Dating like a diva dating or match
In a year when the youth power of streaming services, which now count toward chart positions, is changing the very meaning of pop, she's become the first female rapper to score a solo Number One since Lauryn Hill in 1998.
Not bad for someone who initially pursued rapping as a way to monetize her reality fame.
Cardi B is butt-naked in the doorway of her hotel bathroom, yelling about her vagina. Simply being Cardi B, at maximum volume, made her a star – first on Instagram, then on the VH1 reality show Love & Hip-Hop: New York – before she'd recorded any music at all, let alone knocked Taylor Swift from the top of the pop charts with the sly swagger of her single "Bodak Yellow." She is the people's diva – or "the strip-club Mariah Carey," as she once rapped – unfiltered in a way the world often doesn't allow female stars to be.
On a mid-October evening, she's readying herself for a college show in Baltimore, and the toiletries provided by the hotel aren't to her liking.

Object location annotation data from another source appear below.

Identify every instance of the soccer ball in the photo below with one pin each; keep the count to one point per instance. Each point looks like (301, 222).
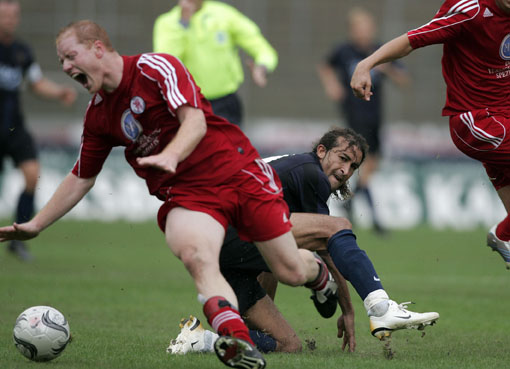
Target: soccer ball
(41, 333)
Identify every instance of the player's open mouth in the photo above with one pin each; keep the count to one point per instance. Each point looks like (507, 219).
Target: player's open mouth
(340, 179)
(80, 78)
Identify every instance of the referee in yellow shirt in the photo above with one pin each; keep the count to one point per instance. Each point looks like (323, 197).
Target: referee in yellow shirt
(206, 36)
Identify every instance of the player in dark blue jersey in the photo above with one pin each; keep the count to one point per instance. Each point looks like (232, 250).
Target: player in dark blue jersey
(364, 117)
(17, 64)
(308, 180)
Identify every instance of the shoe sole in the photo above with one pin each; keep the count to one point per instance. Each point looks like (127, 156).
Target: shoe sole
(493, 244)
(233, 352)
(382, 332)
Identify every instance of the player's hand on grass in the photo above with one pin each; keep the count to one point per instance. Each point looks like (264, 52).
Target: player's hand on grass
(345, 326)
(21, 232)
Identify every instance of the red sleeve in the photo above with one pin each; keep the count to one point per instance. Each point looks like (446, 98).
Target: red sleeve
(447, 23)
(175, 82)
(93, 152)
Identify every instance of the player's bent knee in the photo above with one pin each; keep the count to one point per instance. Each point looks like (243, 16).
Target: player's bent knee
(194, 261)
(338, 224)
(291, 277)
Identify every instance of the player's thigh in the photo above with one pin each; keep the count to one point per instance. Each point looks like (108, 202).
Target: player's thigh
(194, 235)
(289, 265)
(266, 317)
(504, 195)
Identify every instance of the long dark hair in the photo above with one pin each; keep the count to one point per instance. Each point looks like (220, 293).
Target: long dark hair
(330, 140)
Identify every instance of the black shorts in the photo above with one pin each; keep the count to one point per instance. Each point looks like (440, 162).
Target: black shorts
(240, 264)
(17, 144)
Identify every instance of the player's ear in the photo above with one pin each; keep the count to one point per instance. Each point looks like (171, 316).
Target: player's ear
(321, 151)
(99, 49)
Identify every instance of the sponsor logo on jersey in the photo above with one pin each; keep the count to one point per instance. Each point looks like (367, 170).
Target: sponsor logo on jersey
(137, 105)
(504, 50)
(97, 99)
(130, 126)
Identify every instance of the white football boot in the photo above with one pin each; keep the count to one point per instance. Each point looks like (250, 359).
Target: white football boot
(192, 338)
(238, 353)
(398, 317)
(502, 247)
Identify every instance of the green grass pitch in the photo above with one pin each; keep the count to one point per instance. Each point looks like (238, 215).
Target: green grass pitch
(123, 293)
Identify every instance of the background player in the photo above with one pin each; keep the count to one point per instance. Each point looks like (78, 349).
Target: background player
(17, 63)
(308, 180)
(364, 117)
(476, 68)
(202, 167)
(206, 36)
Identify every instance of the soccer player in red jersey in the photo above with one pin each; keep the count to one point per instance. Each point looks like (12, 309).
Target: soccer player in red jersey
(202, 167)
(476, 68)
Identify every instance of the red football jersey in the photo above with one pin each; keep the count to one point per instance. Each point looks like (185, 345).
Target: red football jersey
(476, 53)
(141, 115)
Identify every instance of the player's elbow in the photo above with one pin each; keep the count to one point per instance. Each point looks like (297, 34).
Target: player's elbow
(337, 224)
(291, 277)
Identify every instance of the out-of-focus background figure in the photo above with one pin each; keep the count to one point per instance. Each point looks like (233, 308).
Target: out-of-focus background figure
(17, 64)
(206, 36)
(364, 117)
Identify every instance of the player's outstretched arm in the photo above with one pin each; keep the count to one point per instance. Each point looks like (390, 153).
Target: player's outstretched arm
(361, 83)
(68, 194)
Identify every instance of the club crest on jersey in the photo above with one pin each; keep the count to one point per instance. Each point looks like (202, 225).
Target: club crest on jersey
(137, 105)
(130, 126)
(504, 50)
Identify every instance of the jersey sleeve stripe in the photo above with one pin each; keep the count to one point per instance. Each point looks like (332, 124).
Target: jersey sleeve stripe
(172, 76)
(437, 24)
(167, 71)
(468, 120)
(463, 6)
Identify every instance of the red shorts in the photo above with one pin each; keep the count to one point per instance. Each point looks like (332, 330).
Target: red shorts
(485, 136)
(251, 201)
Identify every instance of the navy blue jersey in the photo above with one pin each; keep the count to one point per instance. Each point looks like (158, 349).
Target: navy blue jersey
(15, 60)
(306, 187)
(343, 59)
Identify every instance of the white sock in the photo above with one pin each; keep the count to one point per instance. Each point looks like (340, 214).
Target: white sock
(376, 303)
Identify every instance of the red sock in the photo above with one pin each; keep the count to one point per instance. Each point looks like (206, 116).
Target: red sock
(224, 319)
(322, 278)
(503, 229)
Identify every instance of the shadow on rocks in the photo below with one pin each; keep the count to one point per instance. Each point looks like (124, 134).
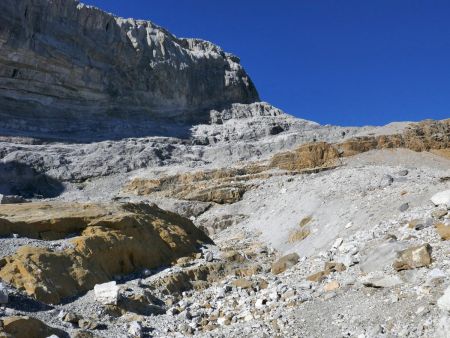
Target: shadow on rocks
(20, 302)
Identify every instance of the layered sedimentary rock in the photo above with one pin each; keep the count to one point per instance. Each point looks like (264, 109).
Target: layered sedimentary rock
(66, 67)
(114, 239)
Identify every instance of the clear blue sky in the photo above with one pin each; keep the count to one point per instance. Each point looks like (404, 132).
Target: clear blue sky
(348, 62)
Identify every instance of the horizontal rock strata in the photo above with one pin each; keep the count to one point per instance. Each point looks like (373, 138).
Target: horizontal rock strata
(115, 239)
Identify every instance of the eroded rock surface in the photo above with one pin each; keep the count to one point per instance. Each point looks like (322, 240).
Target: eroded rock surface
(115, 240)
(110, 77)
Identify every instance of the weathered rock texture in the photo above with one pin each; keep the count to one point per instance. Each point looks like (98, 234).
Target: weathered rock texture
(67, 67)
(219, 186)
(27, 327)
(115, 239)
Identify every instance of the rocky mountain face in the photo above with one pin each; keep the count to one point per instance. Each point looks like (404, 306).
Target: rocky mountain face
(71, 70)
(145, 191)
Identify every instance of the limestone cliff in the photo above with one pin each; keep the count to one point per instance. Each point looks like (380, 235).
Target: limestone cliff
(74, 70)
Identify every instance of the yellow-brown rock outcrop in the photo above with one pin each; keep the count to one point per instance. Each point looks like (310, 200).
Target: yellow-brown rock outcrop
(115, 239)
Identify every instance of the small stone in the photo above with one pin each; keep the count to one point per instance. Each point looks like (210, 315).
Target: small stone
(337, 243)
(334, 285)
(317, 277)
(284, 263)
(386, 181)
(414, 257)
(444, 302)
(443, 231)
(439, 213)
(381, 281)
(334, 267)
(135, 330)
(107, 293)
(71, 317)
(209, 256)
(403, 172)
(223, 321)
(242, 283)
(87, 324)
(404, 207)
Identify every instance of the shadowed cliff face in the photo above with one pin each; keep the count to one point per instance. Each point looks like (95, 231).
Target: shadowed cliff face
(87, 73)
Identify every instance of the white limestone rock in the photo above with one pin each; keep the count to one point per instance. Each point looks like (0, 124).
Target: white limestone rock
(441, 198)
(3, 294)
(444, 301)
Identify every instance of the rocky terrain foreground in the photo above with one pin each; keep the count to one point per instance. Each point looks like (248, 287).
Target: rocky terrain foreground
(145, 191)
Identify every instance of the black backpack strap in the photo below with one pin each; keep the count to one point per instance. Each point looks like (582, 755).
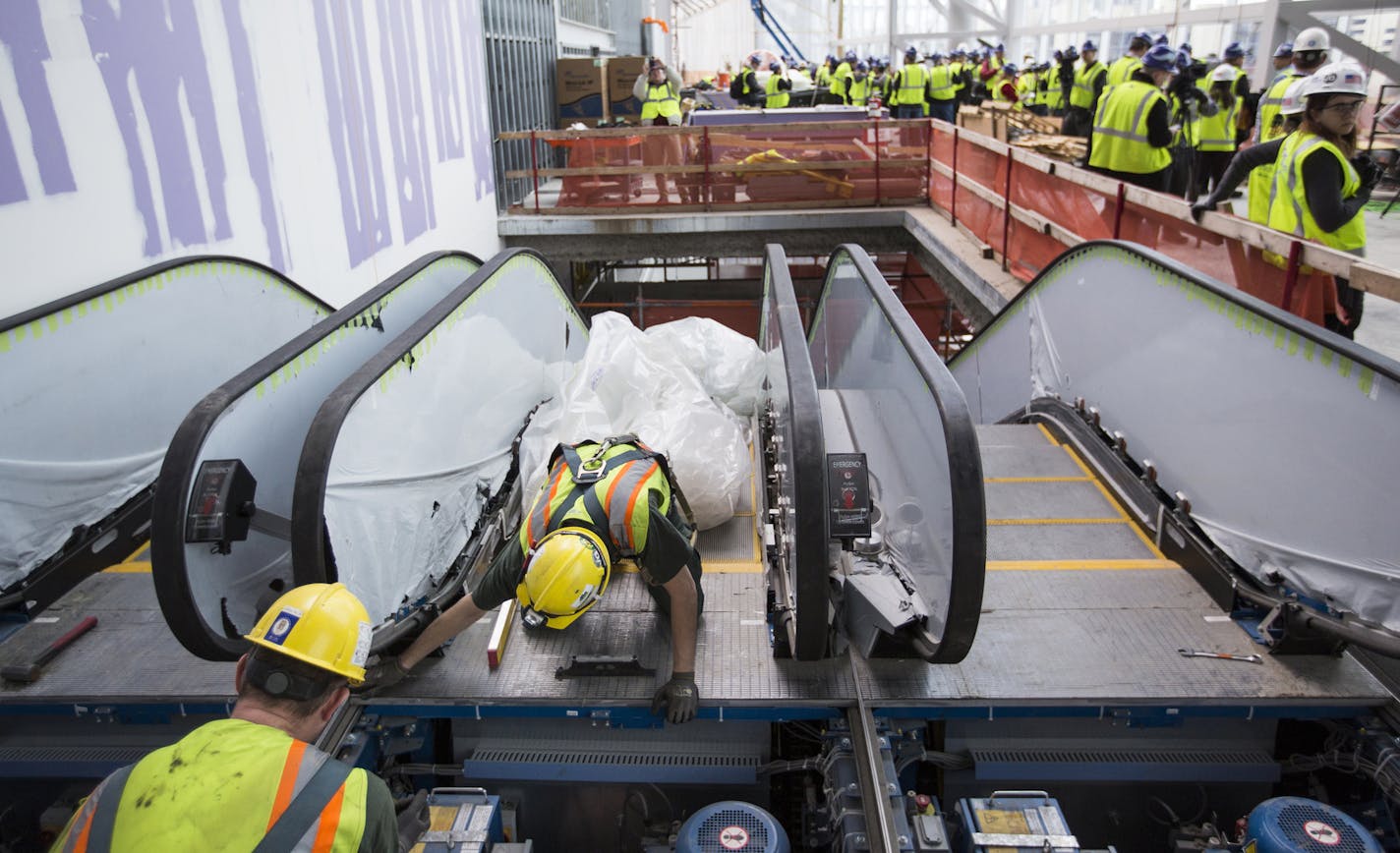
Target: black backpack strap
(104, 813)
(306, 809)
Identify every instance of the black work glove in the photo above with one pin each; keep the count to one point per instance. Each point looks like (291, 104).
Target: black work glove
(383, 674)
(413, 820)
(1368, 169)
(679, 697)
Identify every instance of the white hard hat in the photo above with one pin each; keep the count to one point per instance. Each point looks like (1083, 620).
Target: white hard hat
(1313, 38)
(1336, 77)
(1224, 73)
(1294, 98)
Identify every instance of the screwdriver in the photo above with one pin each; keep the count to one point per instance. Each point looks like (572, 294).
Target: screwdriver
(1220, 654)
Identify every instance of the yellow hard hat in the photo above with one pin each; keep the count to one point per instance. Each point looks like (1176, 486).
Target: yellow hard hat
(322, 624)
(566, 574)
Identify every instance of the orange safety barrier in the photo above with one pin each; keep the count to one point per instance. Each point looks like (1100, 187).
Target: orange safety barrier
(1022, 205)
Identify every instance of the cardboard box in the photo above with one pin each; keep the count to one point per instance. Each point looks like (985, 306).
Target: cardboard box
(581, 86)
(621, 76)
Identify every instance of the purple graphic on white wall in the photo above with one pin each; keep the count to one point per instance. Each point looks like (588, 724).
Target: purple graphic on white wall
(255, 141)
(158, 48)
(444, 73)
(408, 123)
(22, 31)
(345, 70)
(478, 122)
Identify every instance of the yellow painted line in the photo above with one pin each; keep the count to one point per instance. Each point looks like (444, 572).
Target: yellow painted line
(999, 522)
(1079, 565)
(1113, 502)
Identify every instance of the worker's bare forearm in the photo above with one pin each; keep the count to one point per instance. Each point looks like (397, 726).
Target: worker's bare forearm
(454, 621)
(683, 621)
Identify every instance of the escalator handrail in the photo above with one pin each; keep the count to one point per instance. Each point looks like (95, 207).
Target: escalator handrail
(1370, 358)
(308, 540)
(969, 557)
(115, 284)
(808, 443)
(177, 476)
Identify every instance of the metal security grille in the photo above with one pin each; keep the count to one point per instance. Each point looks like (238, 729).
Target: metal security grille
(520, 69)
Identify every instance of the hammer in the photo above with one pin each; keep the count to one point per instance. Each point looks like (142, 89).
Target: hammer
(29, 674)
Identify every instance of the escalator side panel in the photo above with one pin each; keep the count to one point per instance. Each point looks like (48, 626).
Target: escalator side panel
(796, 435)
(906, 413)
(403, 456)
(94, 385)
(1278, 432)
(208, 597)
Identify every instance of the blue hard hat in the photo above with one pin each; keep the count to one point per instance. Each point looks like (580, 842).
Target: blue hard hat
(1161, 58)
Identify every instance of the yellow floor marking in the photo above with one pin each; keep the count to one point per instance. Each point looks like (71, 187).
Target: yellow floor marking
(1113, 502)
(996, 522)
(1077, 565)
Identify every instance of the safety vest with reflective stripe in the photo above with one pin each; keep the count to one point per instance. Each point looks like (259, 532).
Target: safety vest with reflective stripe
(1270, 104)
(661, 102)
(1217, 133)
(1288, 207)
(778, 98)
(1120, 142)
(913, 80)
(1083, 82)
(1054, 91)
(1123, 68)
(941, 85)
(221, 787)
(623, 495)
(857, 91)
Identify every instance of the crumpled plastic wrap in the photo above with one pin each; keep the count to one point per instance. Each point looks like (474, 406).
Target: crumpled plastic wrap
(680, 387)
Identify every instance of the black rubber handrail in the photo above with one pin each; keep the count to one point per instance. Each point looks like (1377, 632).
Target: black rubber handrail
(115, 284)
(1377, 363)
(805, 443)
(172, 485)
(310, 561)
(969, 555)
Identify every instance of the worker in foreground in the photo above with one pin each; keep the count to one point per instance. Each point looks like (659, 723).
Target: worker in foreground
(254, 780)
(603, 501)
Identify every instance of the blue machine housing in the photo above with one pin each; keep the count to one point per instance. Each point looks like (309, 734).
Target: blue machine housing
(732, 825)
(1301, 825)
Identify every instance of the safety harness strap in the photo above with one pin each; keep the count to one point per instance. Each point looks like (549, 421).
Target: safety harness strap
(306, 809)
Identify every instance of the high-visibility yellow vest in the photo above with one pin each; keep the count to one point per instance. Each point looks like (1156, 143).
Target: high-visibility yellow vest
(1288, 208)
(1217, 133)
(221, 787)
(1120, 142)
(1054, 91)
(1123, 68)
(857, 91)
(913, 80)
(661, 102)
(1270, 104)
(941, 85)
(1083, 83)
(621, 496)
(778, 98)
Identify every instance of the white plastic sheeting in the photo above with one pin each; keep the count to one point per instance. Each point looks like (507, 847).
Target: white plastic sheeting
(1285, 446)
(679, 387)
(91, 394)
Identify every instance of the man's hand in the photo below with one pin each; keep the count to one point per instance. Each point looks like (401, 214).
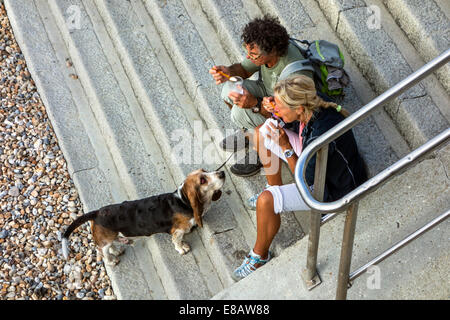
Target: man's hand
(245, 100)
(218, 77)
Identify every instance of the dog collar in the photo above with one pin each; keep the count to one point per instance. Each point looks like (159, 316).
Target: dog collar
(182, 196)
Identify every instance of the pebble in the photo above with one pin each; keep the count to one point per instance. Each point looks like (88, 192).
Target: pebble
(37, 196)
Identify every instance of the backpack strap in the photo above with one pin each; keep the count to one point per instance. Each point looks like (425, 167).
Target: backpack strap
(295, 67)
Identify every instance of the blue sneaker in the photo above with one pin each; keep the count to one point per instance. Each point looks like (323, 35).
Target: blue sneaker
(251, 262)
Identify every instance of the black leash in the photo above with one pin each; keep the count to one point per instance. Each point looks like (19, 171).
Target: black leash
(224, 162)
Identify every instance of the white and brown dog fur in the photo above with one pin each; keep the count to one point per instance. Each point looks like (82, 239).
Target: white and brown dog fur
(174, 213)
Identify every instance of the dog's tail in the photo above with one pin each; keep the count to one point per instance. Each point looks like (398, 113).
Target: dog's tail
(78, 222)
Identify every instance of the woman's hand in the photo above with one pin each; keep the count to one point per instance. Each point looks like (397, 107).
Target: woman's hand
(218, 77)
(245, 100)
(268, 104)
(279, 136)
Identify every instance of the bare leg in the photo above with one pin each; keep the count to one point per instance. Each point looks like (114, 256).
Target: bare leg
(267, 224)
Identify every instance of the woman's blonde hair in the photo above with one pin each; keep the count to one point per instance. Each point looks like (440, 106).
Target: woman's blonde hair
(299, 90)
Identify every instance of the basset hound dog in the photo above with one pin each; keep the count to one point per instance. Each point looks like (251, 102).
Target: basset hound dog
(174, 213)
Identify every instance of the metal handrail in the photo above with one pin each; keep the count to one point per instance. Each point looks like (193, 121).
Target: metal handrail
(350, 201)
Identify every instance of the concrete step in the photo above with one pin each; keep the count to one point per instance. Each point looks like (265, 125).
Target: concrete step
(382, 63)
(185, 44)
(400, 207)
(90, 163)
(427, 25)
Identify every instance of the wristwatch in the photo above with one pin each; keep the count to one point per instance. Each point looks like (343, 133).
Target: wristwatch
(288, 153)
(257, 108)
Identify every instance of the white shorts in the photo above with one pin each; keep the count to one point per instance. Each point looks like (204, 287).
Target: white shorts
(285, 197)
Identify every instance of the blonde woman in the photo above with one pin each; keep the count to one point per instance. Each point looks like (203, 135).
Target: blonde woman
(295, 99)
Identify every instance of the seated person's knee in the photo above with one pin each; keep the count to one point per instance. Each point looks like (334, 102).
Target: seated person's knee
(265, 200)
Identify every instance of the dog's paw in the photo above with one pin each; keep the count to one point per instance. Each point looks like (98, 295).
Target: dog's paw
(111, 260)
(124, 240)
(117, 251)
(184, 248)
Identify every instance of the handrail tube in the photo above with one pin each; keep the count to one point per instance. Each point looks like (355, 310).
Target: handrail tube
(375, 182)
(352, 121)
(430, 225)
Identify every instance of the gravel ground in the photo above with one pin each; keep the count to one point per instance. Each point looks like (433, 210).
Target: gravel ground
(37, 197)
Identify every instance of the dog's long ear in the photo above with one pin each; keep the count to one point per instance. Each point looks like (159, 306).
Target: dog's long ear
(190, 189)
(217, 194)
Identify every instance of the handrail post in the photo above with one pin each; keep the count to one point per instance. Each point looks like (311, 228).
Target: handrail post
(310, 275)
(346, 251)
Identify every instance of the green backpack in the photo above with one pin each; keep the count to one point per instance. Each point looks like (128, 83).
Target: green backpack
(326, 61)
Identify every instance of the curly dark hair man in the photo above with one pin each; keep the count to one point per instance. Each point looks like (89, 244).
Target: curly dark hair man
(268, 34)
(268, 51)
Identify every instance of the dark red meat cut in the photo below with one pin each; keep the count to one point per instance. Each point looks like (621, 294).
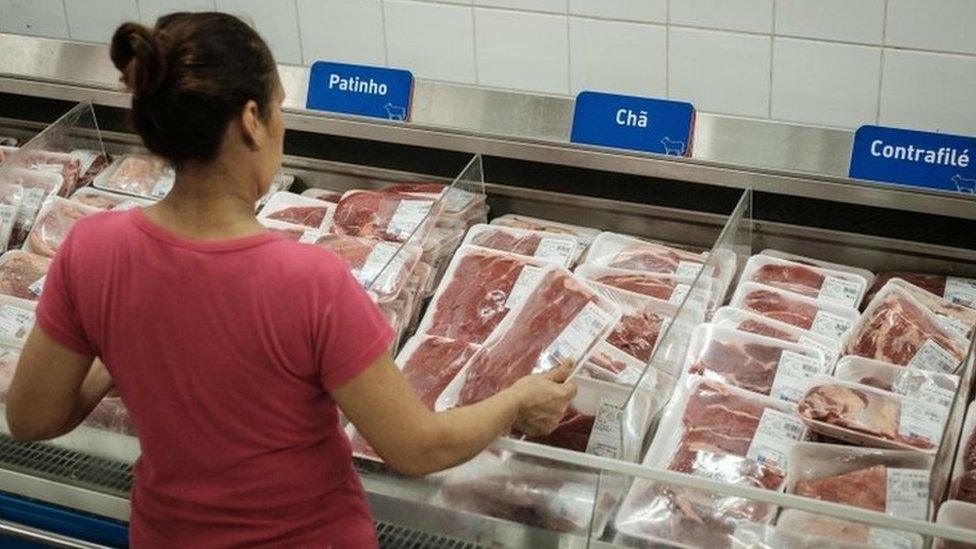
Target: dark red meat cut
(546, 312)
(473, 300)
(865, 488)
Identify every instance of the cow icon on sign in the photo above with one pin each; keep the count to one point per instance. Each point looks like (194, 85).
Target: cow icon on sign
(964, 185)
(673, 148)
(395, 112)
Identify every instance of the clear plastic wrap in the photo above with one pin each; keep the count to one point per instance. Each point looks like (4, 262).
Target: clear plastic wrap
(556, 324)
(756, 363)
(54, 221)
(896, 328)
(748, 321)
(826, 319)
(837, 287)
(299, 210)
(559, 249)
(867, 416)
(479, 289)
(22, 274)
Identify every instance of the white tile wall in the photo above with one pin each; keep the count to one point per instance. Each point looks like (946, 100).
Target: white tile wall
(831, 62)
(720, 71)
(528, 51)
(443, 51)
(628, 58)
(96, 20)
(805, 78)
(276, 20)
(859, 21)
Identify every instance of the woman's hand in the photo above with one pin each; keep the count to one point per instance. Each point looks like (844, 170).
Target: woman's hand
(543, 400)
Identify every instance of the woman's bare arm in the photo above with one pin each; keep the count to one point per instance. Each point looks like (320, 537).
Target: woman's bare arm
(415, 441)
(54, 389)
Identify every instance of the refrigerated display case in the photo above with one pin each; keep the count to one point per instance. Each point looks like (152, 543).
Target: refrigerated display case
(750, 186)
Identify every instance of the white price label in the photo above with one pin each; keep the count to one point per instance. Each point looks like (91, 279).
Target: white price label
(556, 249)
(408, 216)
(524, 284)
(689, 269)
(830, 325)
(575, 339)
(15, 322)
(606, 439)
(841, 291)
(793, 375)
(907, 493)
(931, 356)
(775, 437)
(961, 291)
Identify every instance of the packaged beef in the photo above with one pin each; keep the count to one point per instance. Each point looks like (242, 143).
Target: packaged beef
(555, 325)
(822, 318)
(381, 267)
(479, 289)
(143, 175)
(104, 200)
(54, 221)
(559, 249)
(721, 433)
(22, 274)
(756, 363)
(954, 289)
(299, 210)
(837, 287)
(748, 321)
(956, 318)
(385, 216)
(896, 328)
(868, 416)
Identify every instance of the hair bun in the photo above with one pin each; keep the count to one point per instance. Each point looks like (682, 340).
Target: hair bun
(137, 53)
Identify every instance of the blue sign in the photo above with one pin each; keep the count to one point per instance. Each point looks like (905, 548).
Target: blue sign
(377, 92)
(918, 159)
(635, 123)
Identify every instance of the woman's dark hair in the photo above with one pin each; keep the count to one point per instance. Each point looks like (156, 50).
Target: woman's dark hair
(190, 76)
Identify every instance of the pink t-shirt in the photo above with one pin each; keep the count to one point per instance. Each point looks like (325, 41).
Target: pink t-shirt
(224, 353)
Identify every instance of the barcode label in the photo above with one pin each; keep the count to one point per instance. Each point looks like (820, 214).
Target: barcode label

In a culture reshaped by streaming and social media, where the kids, without much corporate nudging, get to decide who the stars are, Cardi B is what you get. She took a rare day off, hanging with her entire family – sister, parents, cousins – at her mother's house.
"She fears failure, and paints a vivid picture of what it might look like: "If you go broke and lose your career, it's bad – and everybody is talkin' shit about it!
At least if you lose your 9-to-5 you don't got millions of people judging you and talking shit while you lost your job." Seven years ago, Cardi B was convinced she'd already failed at life.
There is a chorus of doubters in her head, she acknowledges, and it sounds something like this: "Can she make another hit, can she make another hit?'" She dropped out after two semesters, and soon took up stripping – a career move helpfully suggested by her Amish Market boss. " She used some of her stripping cash to briefly return to school."A lot of people wonder, ' Why would anybody want to be a dancer? "I kept missing classes," she says, "and quit because I felt like I was already failing.It was such a disappointment." Her strict Trinidadian mother worked seven days a week at a local college; her Dominican father, who separated from her mom when Cardi was 13, was "the cool parent," she says.For Cardi, his experience doing "different things in the streets" was a cautionary tale.